Prima di entrare nel tema ci tengo a sintetizzare alcuni aspetti “extra ecclesia” che possono aiutare. Oggigiorno, grazie alla tecnologia, molti lavori sono diventati meno faticosi, eseguiti in meno tempo e con meno persone coinvolte, insomma “in modo più pratico”. Tutto questo permette di avere più tempo libero da dedicare alla famiglia, amici, passioni, ecc. Ma è un vero bene “l’essere pratici?” Non stiamo perdendo qualcosa di importante? Non è forse meglio (il lavoro degli antichi che resta immutato nel tempo ne è una prova) dedicare più tempo al lavoro, con più amore e passione (magari ringraziando Dio con una preghiera, o fare meditazione) che schiacciare un “tasto” di un computer e perdersi nei divertimenti mondani (che affossano l’anima)?
La mia riflessione, dopo questa premessa generica si vuole focalizzare in modo particolare sulla “praticità del vestiario”. Ad esempio: oggigiorno per andare in montagna ci sono gli abiti da “trekking”, per giocare a calcio, per lavorare, in forza e a ragione di una maggior protezione e praticità. Questo è un bene (sul lavoro la sicurezza va’ al primo posto), ma in altri ambiti, col pretesto della praticità si comincia a vestirsi in modo particolare e si tagliano “parti inutili”, con il motto “sai, è più pratico/per fare prima”.
Una parentesi che apro e chiudo subito: ma a cosa serve risparmiare del tempo? Per pregare di più? Per opere di carità? O, molto più diffuso, per “avere spazi propri da occupare”?

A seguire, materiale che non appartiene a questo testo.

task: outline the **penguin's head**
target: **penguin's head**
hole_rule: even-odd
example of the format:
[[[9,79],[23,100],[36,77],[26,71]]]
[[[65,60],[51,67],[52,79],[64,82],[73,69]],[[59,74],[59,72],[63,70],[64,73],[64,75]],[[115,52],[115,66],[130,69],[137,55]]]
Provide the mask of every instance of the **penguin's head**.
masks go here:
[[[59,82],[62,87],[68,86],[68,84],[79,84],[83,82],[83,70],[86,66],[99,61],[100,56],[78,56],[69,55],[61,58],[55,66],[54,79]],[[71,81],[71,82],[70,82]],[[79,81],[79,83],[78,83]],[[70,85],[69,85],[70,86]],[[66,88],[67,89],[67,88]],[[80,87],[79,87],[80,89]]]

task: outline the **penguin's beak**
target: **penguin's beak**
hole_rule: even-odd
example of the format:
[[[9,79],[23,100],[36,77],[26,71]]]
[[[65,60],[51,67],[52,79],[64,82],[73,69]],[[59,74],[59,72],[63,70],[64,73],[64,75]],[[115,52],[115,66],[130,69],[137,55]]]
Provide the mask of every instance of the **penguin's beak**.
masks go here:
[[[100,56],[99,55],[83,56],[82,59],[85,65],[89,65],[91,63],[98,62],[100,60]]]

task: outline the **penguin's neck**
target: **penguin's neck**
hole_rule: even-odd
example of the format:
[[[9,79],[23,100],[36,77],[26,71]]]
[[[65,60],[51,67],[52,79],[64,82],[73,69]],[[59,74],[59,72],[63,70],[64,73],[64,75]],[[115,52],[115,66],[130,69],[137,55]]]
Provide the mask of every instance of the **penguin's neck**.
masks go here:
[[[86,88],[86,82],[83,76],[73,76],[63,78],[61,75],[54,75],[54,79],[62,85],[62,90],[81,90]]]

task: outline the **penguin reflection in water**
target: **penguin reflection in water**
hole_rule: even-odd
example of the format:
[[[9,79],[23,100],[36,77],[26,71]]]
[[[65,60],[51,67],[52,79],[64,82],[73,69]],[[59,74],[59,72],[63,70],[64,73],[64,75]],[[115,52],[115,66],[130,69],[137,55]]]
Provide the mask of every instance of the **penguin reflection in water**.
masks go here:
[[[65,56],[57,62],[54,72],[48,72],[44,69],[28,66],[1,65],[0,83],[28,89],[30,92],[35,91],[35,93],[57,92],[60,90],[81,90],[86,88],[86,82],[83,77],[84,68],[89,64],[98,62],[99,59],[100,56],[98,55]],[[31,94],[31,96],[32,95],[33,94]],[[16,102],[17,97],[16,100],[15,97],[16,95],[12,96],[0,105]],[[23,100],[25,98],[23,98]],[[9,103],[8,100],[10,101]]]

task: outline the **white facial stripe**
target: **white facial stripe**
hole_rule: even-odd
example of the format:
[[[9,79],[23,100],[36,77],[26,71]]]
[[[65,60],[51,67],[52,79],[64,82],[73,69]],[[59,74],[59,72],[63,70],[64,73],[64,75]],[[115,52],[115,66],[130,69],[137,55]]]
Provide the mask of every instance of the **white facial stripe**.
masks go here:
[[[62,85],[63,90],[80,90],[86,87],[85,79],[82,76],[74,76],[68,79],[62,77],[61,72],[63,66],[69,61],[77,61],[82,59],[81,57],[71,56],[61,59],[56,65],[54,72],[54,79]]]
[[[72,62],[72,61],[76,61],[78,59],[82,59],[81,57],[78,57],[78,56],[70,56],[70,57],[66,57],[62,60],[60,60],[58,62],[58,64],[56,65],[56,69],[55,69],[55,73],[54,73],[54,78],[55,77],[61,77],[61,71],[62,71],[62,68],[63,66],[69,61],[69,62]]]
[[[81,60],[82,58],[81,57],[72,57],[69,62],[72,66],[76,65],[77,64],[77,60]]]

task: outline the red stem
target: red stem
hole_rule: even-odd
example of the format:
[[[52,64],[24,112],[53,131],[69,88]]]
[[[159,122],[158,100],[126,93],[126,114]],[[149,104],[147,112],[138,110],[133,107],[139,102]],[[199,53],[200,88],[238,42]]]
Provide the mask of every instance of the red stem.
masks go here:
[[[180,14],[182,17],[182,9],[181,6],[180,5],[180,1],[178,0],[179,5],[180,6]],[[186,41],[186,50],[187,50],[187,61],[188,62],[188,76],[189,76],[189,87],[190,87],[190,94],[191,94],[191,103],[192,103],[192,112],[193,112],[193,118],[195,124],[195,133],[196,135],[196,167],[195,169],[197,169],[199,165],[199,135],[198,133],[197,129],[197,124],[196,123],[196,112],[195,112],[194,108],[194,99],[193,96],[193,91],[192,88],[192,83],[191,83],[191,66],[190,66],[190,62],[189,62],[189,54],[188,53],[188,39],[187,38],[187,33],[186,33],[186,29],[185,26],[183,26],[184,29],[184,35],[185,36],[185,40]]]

La mia riflessione è partita dall’uso per i chierici della veste talare. Non voglio soffermarmi sull’importanza e la simbologia di questo abito, argomenti su cui persone più esperte di me hanno parlato e scritto. Ma voglio osservare che se l’abito proprio del chierico è “l’abito nero, con il collo romano” e a discrezione del chierico, “la tonaca” (norme dato della CEI), perché non viene applicata questa norma?
Penso che se si appartiene a un ordine, chierici, religiosi/e sia bene indossare l’abito proprio, come testimonianza agli altri e a se stessi, come esempio di mortificazione, e così via. Forse sono troppo rigorista, lo ammetto ma vedo che si è creato un circolo vizioso: all’ordinazione diaconale, così come a quella presbiterale, si ci mette la veste, poi, ai primi caldi o per “fare dei lavori” (quali? Curare l’orto?) o per “essere più libero nei movimenti” ci si mette il clergyman (camicia nera, colletto romano, pantaloni e scarpe nere), in forza della maggior “praticità”. Poi, visto che in estate fa caldo, il nero è pesante e allora si passa ai clergy di vari colori (alcuni permessi, altri meno) e, ultimo passo a vestirsi come le altre persone a seconda della stagione. Tutto in forza della praticità (ripeto: per fare lavori pesanti? Scalare l’Everest?).
Io comprendo che il caldo sia un elemento “fastidioso”, e che, in riferimento alla veste, sia “pesante” da portare (oltre a quelle diocesi in cui i preti in veste sono visti come tradizionalisti, ormai “desueti”, ecc. e quindi dismettono l’abito “per il quieto vivere”), ma:
- sono il segno di appartenenza a uno stato di vita particolare in cui si è morti al mondo (colore nero) per poter portare agli altri Cristo e non se stessi;
- una testimonianza per se stessi e gli altri, oggi più che mai necessaria in questo mondo sempre più ateo o, peggio, religiosamente indifferente ma che ha ancora in sé quei germi di religiosità che hanno bisogno di essere rinvigoriti anche da segni esterni che richiamano lo sguardo al Cielo;
- un’uniformità: un abito uguale per tutti come segno di unità nella dottrina, pastorale, ecc.
Comprendo anche che si può portare la veste più preziosa ed avere una vita moralmente dubbia (“l’abito non fa il monaco”), ma penso che se si educassero i seminaristi/novizi a quanto riportato sopra, si “userebbe” l’abito proprio nel senso giusto, conformando la propria vita a Cristo e portandolo agli altri con le parole, gesti, silenzi e anche, si, con l’abito. A questo punto il caldo e il freddo andrebbero in secondo piano comprendendo il servizio che si fa alle anime dei fedeli.
Affidiamoci all’esempio del Beato Rolando Rivi che donò la sua vita a Cristo prima entrando in seminario e poi con la corona del martirio proprio per non essersi tolto l’abito quando i partigiani, finita la guerra, imperversavano nei villaggi per “le vendette personali” e lui amava ripetere che la veste è uno dei segni che “appartengo a Gesù”. Beato Rolando Rivi, intercedi per noi!